Forwards packets based on basic rules, it only knows IP and PORT and perhaps latency of the target service. That is what is available at Layer 4/3. This load balancer doesn't look at the content so it doesn't know the protocol whether its HTTP or not, it doesn't know the URL or the path or the resource you are consuming or whether you are using GET or POST.


Pros
  • Great for simple packet-level load balancing
  • Fast and efficient doesn’t look at the data
  • More secure as it can't really look at your packets. So if it was compromised no one can look at the data.
  • Doesn't need to decrypt the content it merely forwards whatever content in it. 
  • Uses NAT 
  • One connection between client and server NATed so your load balancer can serve a maximum number of tcp connections = to (number of servers * max connections per server) 
Cons
  • Can't do smart load balancing based on the content, such as switch request based on the requested media type
  • Can't do real microservices with this type
  • Has to be sticky as it is a stateful protocol (all segments) once a connection is established it goes to one server at the backend. All packets flowing to this connection goes to one server. The next connection will pick another server based on the algorithm. 



Layer 7 (Nginx , HAProxy) 


This type of proxy actually looks at the content and have more context, it knows you are visiting the /users resource so it may forward it to a different server. Essential and great for microservices, it knows the content is video:image and it can do compression. It can add its own headers so other proxies or load balancers can see that this has passed through a proxy. It can also cache, we can't really do caching on layer 4 because we have no clue whats in the packets. 
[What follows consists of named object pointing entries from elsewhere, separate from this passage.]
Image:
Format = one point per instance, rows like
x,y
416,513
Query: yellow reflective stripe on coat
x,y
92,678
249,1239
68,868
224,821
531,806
But this is expensive because it has to decrypt and look and compute.

Pros
  • Smart routing based on the URL (microservices) flexible 
  • Provide caching
Cons
  • Expensive need to decrypt
  • Security, you have to share your certificate with the load balancers. if an attacker compromised the load balancer they have access to all your data.
  • Proxy creates multiple connections (client to proxy/proxy to server) So you are bounded by the max TCP connection on your load balancer. Example if your load balancer supports 200 max TCP connections and you have 5 backend servers the load balancer servers each with 200 max connection. Your load balancer can only serve (concurrently) (200 - 5) clients. 5 connections are from the load balancer to each backend server and 195 available for clients. Where if that was a layer 4 load balancer you can server 200*5 connections.

With all those cons we almost have to use Layer 7 load balancer because the benefits outway the cons, especially that we don't have resources constraints.